« Combien tu gagnes? » Abolir un tabou pour atteindre l’équité salariale
Combien tu gagnes? » La question est inconfortable. Pourtant, mieux connaître les salaires de chacun permettra aux femmes de mieux faire valoir leurs propres droits, souligne l’association ZIJkant. Le mouvement féministe appelle donc à faire sauter ce tabou alors qu’à partir de ce dimanche, les femmes belges travailleront gratuitement jusqu’à la fin de l’année.
Un Belge sur deux (56%) ne connaît pas le salaire de ses collègues ou de ses amis. Encore moins (66%) celui de leur supérieur, ressort-il d’une enquête commandée par ZIJkant et menée par Ipsos auprès d’un millier d’adultes.
Sur ce dernier point, les femmes restent particulièrement dans le flou, 74% ignorant la rémunération de leur hiérarchie contre 58% des hommes. Elles sont également moins enclines à discuter de leur propre fiche de paie, que ce soit entre collègues ou avec leur supérieur. Ainsi, 61% n’abordent jamais le sujet avec leur chef, contre 45% des hommes. Ce manque de transparence alimente le fossé salarial entre les travailleuses et leurs homologues masculins. En 2021, pour chaque heure prestée, une femme gagnait ainsi 9,2% de moins qu’un homme.
La répartition du travail inégale
En salaire annuel, cet écart se creusait à 23,1% d’après l’Institut pour l’égalité des femmes et des hommes. Pourquoi ce bond, entre le salaire horaire et annuel? Les facteurs sont multiples. La répartition du travail est en effet inégale.
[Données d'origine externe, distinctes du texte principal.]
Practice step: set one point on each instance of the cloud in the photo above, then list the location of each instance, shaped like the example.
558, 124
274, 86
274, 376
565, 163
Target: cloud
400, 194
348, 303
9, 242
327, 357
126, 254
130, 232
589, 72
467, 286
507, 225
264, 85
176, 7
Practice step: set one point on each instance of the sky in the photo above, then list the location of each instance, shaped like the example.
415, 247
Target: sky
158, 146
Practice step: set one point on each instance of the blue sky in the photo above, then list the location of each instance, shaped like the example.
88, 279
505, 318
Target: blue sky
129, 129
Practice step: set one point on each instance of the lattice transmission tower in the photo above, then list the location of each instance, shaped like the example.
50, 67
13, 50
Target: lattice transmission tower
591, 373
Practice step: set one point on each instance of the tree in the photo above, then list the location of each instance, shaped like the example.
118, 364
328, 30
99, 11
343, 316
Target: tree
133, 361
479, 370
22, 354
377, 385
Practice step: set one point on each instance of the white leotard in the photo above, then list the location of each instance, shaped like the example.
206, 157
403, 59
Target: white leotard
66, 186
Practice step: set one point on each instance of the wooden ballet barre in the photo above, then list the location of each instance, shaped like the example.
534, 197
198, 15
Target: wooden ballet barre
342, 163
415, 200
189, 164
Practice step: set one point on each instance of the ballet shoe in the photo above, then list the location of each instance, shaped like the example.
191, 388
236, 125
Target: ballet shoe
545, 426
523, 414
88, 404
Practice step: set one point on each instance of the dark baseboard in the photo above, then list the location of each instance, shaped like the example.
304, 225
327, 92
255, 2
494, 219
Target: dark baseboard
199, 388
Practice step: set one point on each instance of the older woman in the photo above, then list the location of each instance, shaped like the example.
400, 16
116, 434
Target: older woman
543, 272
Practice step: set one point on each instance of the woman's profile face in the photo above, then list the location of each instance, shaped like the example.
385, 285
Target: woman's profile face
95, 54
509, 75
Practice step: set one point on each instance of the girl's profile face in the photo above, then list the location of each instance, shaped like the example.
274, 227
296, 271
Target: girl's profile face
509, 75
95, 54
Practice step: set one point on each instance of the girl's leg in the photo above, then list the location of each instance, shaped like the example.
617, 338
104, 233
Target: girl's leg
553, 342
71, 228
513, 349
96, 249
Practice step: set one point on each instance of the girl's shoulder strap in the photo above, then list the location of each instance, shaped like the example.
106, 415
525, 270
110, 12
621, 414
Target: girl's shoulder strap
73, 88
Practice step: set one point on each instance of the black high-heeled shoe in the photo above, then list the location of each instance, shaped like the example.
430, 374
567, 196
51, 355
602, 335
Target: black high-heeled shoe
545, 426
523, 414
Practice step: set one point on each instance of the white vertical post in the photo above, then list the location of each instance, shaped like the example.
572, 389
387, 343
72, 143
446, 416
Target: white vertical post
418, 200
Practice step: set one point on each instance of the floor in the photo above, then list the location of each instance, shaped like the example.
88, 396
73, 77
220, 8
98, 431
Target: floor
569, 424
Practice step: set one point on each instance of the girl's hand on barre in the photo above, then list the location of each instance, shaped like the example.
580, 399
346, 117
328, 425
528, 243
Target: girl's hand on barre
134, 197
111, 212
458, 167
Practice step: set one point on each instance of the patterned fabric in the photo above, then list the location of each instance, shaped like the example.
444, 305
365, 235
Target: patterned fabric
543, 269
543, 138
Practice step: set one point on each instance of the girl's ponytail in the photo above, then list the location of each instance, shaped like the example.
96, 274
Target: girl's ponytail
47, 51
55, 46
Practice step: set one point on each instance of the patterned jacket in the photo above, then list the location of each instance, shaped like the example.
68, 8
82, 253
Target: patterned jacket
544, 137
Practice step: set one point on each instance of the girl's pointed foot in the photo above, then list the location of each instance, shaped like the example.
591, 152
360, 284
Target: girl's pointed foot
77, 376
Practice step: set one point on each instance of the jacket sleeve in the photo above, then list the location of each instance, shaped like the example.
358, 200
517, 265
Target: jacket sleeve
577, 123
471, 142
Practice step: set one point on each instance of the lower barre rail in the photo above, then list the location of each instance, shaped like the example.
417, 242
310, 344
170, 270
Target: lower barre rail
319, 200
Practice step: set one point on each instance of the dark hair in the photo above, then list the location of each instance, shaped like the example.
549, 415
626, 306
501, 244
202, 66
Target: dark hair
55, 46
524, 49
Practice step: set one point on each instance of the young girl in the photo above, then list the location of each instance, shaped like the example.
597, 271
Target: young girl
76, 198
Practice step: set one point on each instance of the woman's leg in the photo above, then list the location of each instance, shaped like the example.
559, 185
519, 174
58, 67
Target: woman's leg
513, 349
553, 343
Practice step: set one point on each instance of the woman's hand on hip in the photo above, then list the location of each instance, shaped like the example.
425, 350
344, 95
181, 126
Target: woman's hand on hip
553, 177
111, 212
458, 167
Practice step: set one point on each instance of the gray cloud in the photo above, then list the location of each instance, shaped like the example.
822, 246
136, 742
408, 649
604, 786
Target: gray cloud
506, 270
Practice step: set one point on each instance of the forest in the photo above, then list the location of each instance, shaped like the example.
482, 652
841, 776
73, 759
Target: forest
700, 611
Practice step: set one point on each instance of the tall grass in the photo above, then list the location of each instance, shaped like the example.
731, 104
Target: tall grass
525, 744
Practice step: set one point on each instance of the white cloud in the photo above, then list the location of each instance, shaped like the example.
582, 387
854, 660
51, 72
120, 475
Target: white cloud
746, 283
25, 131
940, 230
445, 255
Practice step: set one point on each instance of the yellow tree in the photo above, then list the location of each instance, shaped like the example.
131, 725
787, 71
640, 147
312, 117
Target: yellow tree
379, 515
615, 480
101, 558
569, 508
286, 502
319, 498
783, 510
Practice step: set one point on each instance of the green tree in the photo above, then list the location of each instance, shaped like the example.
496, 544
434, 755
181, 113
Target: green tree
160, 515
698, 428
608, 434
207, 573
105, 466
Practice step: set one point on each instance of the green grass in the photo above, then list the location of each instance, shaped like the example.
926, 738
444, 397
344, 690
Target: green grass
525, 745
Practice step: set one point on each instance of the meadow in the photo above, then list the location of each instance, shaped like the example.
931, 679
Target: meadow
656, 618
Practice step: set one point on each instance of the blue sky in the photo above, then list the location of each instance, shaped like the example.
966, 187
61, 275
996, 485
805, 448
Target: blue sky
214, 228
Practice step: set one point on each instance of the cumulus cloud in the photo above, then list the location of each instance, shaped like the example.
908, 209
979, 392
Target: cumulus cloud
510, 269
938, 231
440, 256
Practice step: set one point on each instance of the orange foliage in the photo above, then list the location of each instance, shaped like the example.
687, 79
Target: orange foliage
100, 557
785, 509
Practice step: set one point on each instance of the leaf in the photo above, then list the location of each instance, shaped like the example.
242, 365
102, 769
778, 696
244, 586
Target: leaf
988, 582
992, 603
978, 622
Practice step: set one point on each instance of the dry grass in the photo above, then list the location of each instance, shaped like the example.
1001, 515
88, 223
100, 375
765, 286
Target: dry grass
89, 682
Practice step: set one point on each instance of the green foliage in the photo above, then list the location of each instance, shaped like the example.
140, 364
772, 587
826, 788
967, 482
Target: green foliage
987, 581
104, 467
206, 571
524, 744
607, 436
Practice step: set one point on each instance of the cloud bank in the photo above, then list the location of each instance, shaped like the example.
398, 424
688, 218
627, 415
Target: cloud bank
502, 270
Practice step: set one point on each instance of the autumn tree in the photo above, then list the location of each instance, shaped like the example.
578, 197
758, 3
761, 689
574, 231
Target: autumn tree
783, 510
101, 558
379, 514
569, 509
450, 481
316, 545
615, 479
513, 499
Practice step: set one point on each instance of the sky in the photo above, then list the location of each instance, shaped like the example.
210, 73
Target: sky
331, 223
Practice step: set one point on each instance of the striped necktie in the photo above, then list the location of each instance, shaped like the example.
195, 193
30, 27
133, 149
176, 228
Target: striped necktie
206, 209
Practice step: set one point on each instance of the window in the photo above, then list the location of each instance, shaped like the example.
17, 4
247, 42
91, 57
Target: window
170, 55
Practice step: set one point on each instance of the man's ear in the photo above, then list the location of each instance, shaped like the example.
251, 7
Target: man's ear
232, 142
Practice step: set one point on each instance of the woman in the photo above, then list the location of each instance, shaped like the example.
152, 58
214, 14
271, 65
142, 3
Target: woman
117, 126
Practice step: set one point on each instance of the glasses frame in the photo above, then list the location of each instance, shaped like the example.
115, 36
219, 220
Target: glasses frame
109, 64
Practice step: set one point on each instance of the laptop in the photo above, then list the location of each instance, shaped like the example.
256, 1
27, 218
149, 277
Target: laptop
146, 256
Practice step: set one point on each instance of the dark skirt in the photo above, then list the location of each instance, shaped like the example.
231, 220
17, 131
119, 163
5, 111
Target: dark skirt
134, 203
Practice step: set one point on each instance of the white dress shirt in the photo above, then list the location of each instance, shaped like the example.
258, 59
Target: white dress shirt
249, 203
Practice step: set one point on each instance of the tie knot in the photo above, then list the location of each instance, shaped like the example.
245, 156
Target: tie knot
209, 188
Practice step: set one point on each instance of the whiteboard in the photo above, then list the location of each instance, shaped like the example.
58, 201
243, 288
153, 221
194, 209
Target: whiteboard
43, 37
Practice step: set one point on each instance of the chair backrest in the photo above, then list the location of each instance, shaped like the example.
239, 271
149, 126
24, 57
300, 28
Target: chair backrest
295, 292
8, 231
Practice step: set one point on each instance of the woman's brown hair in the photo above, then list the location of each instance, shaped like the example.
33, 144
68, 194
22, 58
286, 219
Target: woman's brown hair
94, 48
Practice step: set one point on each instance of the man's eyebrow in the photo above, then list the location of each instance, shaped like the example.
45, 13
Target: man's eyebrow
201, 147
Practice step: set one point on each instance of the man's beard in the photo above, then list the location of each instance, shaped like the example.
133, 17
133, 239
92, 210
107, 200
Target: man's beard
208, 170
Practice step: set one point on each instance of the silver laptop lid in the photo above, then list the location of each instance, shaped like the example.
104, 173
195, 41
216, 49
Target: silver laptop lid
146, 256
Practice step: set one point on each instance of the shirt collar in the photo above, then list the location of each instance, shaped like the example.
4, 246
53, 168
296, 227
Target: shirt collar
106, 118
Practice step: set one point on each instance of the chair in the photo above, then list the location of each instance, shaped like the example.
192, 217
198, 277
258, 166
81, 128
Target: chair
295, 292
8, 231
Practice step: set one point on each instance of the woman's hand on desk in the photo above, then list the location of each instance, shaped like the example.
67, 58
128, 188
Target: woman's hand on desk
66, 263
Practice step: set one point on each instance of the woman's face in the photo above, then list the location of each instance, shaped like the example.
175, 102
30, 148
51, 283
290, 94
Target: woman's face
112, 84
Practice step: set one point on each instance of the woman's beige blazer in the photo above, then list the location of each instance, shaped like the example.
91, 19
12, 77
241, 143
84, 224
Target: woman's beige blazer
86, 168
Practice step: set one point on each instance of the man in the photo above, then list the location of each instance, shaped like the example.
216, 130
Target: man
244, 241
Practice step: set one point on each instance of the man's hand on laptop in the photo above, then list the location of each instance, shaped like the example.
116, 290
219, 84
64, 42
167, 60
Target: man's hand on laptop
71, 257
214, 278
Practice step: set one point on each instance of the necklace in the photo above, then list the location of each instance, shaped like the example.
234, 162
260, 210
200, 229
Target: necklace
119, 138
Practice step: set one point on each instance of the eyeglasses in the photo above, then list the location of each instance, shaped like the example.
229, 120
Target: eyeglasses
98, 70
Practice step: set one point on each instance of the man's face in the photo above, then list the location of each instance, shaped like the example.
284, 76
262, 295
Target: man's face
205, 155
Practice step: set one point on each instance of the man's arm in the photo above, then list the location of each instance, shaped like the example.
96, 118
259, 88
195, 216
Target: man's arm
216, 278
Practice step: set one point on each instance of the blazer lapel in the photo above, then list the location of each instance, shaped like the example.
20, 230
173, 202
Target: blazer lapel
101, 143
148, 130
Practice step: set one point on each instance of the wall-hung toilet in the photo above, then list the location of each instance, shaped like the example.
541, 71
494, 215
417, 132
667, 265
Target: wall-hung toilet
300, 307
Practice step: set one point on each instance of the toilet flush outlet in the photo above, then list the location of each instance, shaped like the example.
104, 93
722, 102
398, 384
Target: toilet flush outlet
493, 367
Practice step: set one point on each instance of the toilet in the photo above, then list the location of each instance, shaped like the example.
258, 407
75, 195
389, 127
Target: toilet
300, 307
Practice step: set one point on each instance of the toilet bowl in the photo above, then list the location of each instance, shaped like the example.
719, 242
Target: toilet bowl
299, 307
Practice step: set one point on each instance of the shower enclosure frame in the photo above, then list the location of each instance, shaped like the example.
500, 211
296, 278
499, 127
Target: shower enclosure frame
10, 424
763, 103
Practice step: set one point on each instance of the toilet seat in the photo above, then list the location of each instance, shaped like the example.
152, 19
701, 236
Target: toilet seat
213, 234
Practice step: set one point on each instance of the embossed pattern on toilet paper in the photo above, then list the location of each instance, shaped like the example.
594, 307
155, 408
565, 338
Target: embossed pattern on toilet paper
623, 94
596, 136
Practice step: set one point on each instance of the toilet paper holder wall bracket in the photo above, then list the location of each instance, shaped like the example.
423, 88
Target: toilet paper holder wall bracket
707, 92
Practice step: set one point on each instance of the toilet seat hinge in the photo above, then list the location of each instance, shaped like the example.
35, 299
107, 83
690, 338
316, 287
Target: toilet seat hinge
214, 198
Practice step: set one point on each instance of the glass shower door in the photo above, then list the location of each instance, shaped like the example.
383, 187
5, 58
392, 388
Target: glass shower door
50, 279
Les femmes restent ainsi cantonnées à certains métiers (comme le nettoyage, les soins, l’accueil de la petite enfance). « Ce sont justement les professions étiquetées ‘féminines’ qui sont moins bien rémunérées », relève ZIJkant. Les femmes accèdent aussi plus difficilement à des postes à responsabilités, et donc mieux payés. C’est ce qu’on appelle le « plafond de verre« . Elles sont également plus nombreuses à opter pour un temps partiel (41% en 2022, contre 12% d’hommes) ou une pause-carrière afin de s’occuper des autres (enfants, parents âgés, proches malades…).
Le même congé de naissance pour les papas
De manière générale, « les hommes sont encore vus comme étant ceux qui font bouillir la marmite et ont donc davantage la liberté de se consacrer à leur carrière« , énumère ZIJkant. En conséquence, ils bénéficient aussi de davantage de formations, plus longues et plus poussées. « Une excellente base pour obtenir une promotion », note l’association, montrant ainsi que ces facteurs s’entremêlent. Ce fossé n’est pas une fatalité, rappelle ZIJkant. « Les politiques doivent choisir de renforcer la Loi Ecart salarial et de mettre en oeuvre les règles européennes en matière de transparence salariale. Nous plaidons en parallèle pour que les pères bénéficient d’un congé de naissance similaire à celui des mères afin de favoriser directement une meilleure répartition des tâches », conclut l’association féministe. Celle-ci fera entendre sa voix jeudi lors de manifestations à Bruxelles et à Gand.